Foundation Models for Single-Cell Genomics

We train massive language models on millions of single‑cell profiles to power tasks like cell‑type classification, trajectory inference, imputation, and synthetic data generation. Ongoing work scales these models further—often combining them with graph neural networks—and explores clinical uses such as modeling tumor heterogeneity.

Large Language Models for Biomedical Data Analysis

By converting genomics, imaging, and clinical records into text, we pretrain LLMs (e.g. Cell2Sentence, BrainLM) to capture rich biomedical concepts. This enables generative modeling, transfer‑learning for prediction, and data‑driven insights, with extensions to new modalities, multi‑task training, and clinical workflows.


Graph Neural Networks for Computational Biology  

We design GNN architectures and self‑supervised objectives tailored to biological graphs—protein structures, regulatory networks, and spatial transcriptomics—to improve node classification, link prediction, data generation, and interpretability. Current efforts expand to multi‑scale graph modeling and deepen theoretical understanding.

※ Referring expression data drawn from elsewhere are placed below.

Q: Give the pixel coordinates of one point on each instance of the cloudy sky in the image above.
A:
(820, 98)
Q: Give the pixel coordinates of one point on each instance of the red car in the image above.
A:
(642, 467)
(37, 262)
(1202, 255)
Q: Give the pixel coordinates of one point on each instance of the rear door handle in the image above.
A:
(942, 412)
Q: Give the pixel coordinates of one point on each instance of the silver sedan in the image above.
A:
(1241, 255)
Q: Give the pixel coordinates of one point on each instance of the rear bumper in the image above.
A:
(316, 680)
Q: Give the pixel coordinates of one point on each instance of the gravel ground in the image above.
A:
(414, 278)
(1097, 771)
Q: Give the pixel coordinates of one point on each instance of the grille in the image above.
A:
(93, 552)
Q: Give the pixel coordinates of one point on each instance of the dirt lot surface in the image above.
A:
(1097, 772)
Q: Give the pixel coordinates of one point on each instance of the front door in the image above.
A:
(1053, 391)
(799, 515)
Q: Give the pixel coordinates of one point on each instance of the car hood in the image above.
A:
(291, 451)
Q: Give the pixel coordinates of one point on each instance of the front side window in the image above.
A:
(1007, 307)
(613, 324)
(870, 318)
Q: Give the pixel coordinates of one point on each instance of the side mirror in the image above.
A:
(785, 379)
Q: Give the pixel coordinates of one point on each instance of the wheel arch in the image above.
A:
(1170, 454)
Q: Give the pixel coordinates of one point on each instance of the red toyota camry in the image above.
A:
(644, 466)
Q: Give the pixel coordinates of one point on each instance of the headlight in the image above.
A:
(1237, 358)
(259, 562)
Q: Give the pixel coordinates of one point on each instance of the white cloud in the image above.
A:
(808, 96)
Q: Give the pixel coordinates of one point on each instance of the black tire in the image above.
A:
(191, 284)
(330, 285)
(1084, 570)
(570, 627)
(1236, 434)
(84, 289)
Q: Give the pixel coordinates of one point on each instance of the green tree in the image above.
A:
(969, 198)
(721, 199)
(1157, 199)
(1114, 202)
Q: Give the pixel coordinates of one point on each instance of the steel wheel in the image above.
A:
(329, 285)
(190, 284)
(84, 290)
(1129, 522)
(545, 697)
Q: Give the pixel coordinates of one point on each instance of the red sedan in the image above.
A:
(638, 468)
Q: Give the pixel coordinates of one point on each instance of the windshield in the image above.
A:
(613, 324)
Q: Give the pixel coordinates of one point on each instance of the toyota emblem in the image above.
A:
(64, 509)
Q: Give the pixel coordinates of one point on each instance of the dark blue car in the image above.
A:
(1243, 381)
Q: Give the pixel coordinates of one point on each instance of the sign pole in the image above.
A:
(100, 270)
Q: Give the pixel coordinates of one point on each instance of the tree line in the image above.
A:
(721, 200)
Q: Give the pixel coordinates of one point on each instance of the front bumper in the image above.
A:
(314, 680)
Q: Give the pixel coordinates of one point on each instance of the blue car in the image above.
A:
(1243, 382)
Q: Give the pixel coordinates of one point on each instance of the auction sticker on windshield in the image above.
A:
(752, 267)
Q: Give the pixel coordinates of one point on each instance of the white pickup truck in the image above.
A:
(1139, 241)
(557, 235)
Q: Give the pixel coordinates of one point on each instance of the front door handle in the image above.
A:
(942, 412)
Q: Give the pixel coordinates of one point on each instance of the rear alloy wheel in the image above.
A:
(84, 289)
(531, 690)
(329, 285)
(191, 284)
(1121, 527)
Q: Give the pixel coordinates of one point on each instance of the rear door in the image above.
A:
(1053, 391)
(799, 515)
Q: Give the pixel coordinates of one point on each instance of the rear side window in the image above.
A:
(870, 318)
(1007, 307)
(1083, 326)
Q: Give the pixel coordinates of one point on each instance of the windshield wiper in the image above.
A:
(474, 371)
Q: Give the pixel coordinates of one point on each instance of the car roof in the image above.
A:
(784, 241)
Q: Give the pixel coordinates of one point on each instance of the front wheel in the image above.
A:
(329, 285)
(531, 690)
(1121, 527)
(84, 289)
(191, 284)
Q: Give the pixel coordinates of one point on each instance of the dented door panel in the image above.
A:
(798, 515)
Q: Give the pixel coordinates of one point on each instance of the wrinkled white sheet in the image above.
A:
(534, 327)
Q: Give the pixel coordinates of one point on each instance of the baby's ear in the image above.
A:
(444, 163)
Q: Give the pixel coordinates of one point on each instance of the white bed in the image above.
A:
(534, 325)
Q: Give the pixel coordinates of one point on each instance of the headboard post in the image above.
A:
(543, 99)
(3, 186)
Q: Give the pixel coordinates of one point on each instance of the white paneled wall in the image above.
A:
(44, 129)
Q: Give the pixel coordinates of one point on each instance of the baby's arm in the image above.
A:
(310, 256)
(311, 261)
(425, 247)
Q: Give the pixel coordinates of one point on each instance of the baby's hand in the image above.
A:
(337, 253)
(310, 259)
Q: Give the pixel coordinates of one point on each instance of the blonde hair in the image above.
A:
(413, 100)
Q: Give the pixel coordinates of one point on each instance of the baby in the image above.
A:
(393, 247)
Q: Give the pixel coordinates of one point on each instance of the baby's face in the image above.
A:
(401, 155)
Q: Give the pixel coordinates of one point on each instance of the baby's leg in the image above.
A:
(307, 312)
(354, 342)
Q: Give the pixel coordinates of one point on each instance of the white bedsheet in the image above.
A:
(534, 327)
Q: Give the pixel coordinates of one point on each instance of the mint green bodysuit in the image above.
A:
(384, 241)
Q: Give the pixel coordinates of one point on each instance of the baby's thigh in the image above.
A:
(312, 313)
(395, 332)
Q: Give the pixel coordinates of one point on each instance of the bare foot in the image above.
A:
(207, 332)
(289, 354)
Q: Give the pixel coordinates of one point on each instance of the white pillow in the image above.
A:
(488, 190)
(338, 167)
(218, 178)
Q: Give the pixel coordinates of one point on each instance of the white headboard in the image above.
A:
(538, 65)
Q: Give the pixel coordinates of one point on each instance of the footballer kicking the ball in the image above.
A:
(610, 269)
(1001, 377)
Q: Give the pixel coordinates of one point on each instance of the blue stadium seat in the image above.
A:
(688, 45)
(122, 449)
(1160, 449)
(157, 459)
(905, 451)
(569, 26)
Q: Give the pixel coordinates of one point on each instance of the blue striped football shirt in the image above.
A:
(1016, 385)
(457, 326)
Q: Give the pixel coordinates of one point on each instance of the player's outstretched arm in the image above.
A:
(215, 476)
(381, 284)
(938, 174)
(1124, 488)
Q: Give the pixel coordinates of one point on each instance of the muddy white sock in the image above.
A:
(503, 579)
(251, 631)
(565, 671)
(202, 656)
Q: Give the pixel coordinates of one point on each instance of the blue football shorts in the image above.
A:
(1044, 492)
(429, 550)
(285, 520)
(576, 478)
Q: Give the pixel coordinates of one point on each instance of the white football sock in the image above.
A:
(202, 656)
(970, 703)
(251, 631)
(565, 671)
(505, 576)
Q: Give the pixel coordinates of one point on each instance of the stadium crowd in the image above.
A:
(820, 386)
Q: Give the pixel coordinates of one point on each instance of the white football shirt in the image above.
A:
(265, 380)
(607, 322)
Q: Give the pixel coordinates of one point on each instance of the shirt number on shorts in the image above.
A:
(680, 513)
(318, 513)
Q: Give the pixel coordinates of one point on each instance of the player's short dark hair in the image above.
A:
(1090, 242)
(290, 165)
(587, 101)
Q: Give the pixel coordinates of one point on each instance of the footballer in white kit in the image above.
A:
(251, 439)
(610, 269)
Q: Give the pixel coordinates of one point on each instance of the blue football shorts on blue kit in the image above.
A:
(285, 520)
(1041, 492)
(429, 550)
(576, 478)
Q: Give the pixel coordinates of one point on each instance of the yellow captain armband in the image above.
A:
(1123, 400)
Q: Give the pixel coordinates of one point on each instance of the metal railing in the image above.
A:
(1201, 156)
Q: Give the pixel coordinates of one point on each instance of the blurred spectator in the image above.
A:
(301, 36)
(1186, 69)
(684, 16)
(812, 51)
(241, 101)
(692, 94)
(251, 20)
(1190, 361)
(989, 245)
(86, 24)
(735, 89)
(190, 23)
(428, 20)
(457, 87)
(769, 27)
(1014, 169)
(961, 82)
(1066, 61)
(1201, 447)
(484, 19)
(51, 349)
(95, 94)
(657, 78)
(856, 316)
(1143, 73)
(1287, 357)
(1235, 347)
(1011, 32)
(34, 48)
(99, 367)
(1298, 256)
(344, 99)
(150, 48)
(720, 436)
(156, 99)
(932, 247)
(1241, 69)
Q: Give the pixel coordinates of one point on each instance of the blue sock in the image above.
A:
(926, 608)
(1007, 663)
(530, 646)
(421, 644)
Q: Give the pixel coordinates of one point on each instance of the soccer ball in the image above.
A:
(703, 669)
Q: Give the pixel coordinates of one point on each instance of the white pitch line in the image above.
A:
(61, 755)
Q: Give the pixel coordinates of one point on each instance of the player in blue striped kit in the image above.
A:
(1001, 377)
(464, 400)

Physics-Informed Deep Learning for Spatiotemporal Data

Injecting principles from physics and dynamical systems, our models (ANIE, NIDE, CST) learn governing equations and long‑range interactions in medical imaging, neural recordings, climate data, and simulations. We’re now building hybrid physics–ML architectures and probing links to Koopman operator theory.



Operator Learning for Modeling Complex Biomedical Systems

We treat biomedical processes as operators—integral, integro‑differential, or graph—in a differentiable framework, learning them end‑to‑end from data. Applications include protein dynamics and brain activity modeling, with ongoing work on new operator classes, hybrid physics integrations, and dynamical systems theory.






Causality and Counterfactual Inference in Biomedical Data Analysis

Our causal methods—combining graphical models, inverse‑propensity weighting, and optimal transport—estimate interventional effects from observational data (genomics, EHR, imaging). CINEMA‑OT, for example, teases apart true treatment responses in single‑cell experiments. We’re expanding causal discovery and drug‑repurposing applications.




Interpretable Deep Learning for Scientific Discovery

By embedding structural constraints, intrinsic metrics, and natural‑language interfaces into deep models (e.g. AMPNet, BrainLM), we make hidden reasoning steps visible and queryable. This work uncovers biological mechanisms and supports interactive exploration, with theoretical extensions in algorithmic information and knowledge integration.


Multi-Modal and Multi-Task Learning for Biomedicine

Jointly training on images, text, and omics data with shared parameters, our multi‑task models (e.g. BrainLM) boost generalization and sample efficiency across prediction, generation, and simulation tasks. Next steps include optimizing architectures and broadening domain coverage for complex biomedical applications.